Step 1. Prep Your Piece
Although chalk paint adheres well to just about any surface, I always like to give my pieces a quick sanding prior to painting, especially if I’m not priming.
It takes me a couple of minutes to run my orbital sander swiftly over any surface I plan to paint. The sanding helps to knock off debris and add a tad of friction to the finish.
The parts of this piece that did get a deep sanding were the drawer fronts and the top. I sanded down to the raw wood using 60 grit sandpaper and finishing with 400 grit for a smooth, soft feel.
What happened next...
My friends, I always want to share the positives, as well as any set backs when it comes to furniture renovations. Things don’t always come out as planned, but that is how we learn. Woops moments are opportunities to make something even better!
I’ve used Walrus Oil in the past and really liked it. I planned to use it to bring out the natural beauty of the wood on the dresser top, however, things didn’t go so well…
The tannins in whatever wood you are working with can alter the end color when applying stain or oil. In this case when I applied hemp oil to the sanded dresser top, the wood turned slightly yellow in some parts. The entire top looked completely blotch! That’s when I decided to change directions and do some paint washing.
Step 2. Paint Wash Technique
I knew that paint washing would be a beautiful remedy to my yellowish, blotchy dresser top. It would still preserve the wood grain look, while evening things out.
To create my paint wash, I poured equal parts of my Grey paint to equal parts water in a container.
With a plastic spoon I mixed the water and paint until well combined.
Using a paint brush, paint on some of the wash in the direction of your wood grain.
As soon as you apply your paint, wipe it back with a paper towel. You don’t want to allow your paint to dry. You want to thin it out for that soft, hint of grey or whatever paint color you decide to use.
Continue doing this over the entire area of your wood. You will love the results. If you want to go a little darker with your paint color, let the first coat dry and repeat the process again.
I decided to do the same thing on the drawer fronts since the wood of this dresser was so gorgeous and the washed look enhanced it fabulously.
Step 3. Gel Staining
Once I completed all my paint washing, I could finish the rest of the dresser with gel stain. I opted for gel stain for this piece rather than paint because, again, the wood quality of this piece was simply wonderful. I really wanted to preserve this aspect of the dresser. Gel stain is a great way to recondition wood while enhancing with color.
Old Masters makes beautiful gel stains. It can be a little pricey but I will get multiple furniture renovations out of one quart, so for me, it is worth it.

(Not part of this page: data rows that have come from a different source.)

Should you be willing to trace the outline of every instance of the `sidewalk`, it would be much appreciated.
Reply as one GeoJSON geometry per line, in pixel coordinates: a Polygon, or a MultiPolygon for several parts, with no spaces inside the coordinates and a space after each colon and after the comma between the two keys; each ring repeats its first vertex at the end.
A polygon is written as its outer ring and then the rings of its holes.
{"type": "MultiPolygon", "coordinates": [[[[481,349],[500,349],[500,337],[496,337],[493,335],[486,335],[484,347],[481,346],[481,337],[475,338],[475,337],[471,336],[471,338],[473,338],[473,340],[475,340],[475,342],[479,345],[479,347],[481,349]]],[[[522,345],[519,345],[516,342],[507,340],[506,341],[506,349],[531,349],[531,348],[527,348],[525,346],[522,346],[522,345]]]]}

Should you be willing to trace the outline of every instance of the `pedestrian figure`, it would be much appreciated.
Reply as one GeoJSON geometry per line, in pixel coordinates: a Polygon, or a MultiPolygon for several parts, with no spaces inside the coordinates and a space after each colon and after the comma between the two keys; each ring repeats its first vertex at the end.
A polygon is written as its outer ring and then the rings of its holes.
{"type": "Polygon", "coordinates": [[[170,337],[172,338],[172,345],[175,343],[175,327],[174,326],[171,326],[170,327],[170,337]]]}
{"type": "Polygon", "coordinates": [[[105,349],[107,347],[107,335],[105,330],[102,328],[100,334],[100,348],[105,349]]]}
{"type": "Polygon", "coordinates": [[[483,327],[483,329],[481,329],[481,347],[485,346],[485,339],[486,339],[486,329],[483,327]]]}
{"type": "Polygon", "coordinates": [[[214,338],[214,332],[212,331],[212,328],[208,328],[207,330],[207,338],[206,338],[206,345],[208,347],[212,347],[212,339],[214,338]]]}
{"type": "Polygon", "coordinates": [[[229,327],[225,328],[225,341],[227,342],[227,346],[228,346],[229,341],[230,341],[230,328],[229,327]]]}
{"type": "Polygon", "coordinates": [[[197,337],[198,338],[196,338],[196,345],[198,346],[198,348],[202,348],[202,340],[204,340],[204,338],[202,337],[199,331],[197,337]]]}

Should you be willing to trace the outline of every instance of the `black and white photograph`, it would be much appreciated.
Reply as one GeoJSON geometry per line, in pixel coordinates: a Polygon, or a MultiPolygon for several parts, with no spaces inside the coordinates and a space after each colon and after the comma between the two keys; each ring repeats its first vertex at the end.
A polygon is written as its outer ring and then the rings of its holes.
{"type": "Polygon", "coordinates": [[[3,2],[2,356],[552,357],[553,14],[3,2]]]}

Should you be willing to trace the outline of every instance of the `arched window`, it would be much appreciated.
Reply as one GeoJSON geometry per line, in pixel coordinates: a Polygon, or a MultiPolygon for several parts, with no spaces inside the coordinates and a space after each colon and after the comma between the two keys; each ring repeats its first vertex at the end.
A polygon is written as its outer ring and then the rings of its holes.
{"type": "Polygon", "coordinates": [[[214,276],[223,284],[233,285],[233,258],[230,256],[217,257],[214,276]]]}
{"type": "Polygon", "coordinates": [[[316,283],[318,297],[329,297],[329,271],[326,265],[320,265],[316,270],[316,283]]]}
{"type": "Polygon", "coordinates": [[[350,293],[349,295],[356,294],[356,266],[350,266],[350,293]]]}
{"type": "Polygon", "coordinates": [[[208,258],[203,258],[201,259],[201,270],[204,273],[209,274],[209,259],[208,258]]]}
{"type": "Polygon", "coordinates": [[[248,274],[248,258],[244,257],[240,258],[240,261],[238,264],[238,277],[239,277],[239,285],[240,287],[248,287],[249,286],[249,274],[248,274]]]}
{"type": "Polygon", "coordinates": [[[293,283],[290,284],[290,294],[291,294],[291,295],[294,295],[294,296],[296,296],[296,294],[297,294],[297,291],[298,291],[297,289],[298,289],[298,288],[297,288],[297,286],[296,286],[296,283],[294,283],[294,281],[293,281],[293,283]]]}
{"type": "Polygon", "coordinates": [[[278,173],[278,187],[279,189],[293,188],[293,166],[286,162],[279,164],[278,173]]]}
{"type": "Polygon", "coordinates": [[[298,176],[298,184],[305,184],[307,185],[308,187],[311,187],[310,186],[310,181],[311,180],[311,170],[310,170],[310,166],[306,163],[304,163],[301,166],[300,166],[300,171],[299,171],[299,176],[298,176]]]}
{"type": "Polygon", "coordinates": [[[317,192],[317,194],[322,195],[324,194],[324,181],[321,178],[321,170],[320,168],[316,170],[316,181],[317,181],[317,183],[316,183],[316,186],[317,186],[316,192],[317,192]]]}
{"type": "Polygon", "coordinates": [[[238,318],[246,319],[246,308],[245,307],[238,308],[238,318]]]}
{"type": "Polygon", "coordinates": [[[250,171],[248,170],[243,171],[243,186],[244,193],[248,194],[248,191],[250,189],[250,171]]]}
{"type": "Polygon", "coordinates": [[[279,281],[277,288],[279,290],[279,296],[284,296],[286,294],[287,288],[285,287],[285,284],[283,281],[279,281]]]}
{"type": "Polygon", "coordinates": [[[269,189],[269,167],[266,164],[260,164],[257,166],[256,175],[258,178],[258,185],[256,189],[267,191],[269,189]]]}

Benefits of Gel Stain over Stain
√ You don’t need to sand your surface
√ Will help cover up nicks and imperfections
√ Helps recondition and revive a prior stained or clear coated finish
√ A little goes a long way
You can apply your gel stain with a brush, but I prefer sparing a brush and simply using paper towels with a gloved hand to apply my gel stain. I rub it on in the direction of the wood grain. Then I wipe off any excess with a clean paper towel.
The first coat may look a little uneven so I like to add a second coat. Everything comes together so nicely on the second coat.
Step 4. Final Details
I used clear coat to seal the dresser top and the drawer fronts. You can watch this video I did to see how I get a flawless clear coat on my pieces. If you want to give the gel stain extra protection you can also add a top coat to it.
To brighten up the hardware I used Autumn Gold Rub ‘n Buff. This stuff is magical! One coat and the metal is revived with a striking color.
Watch The Video Of This RENO
I love the final result of this piece. I’m used to adding layers and patterns to my furniture renovations. I wanted to try something different this time and I’m so glad I did.
The beauty of the raw wood and the contrasting tones of wood work together to create a piece that makes a design statement with its simple, yet elegant aesthetic.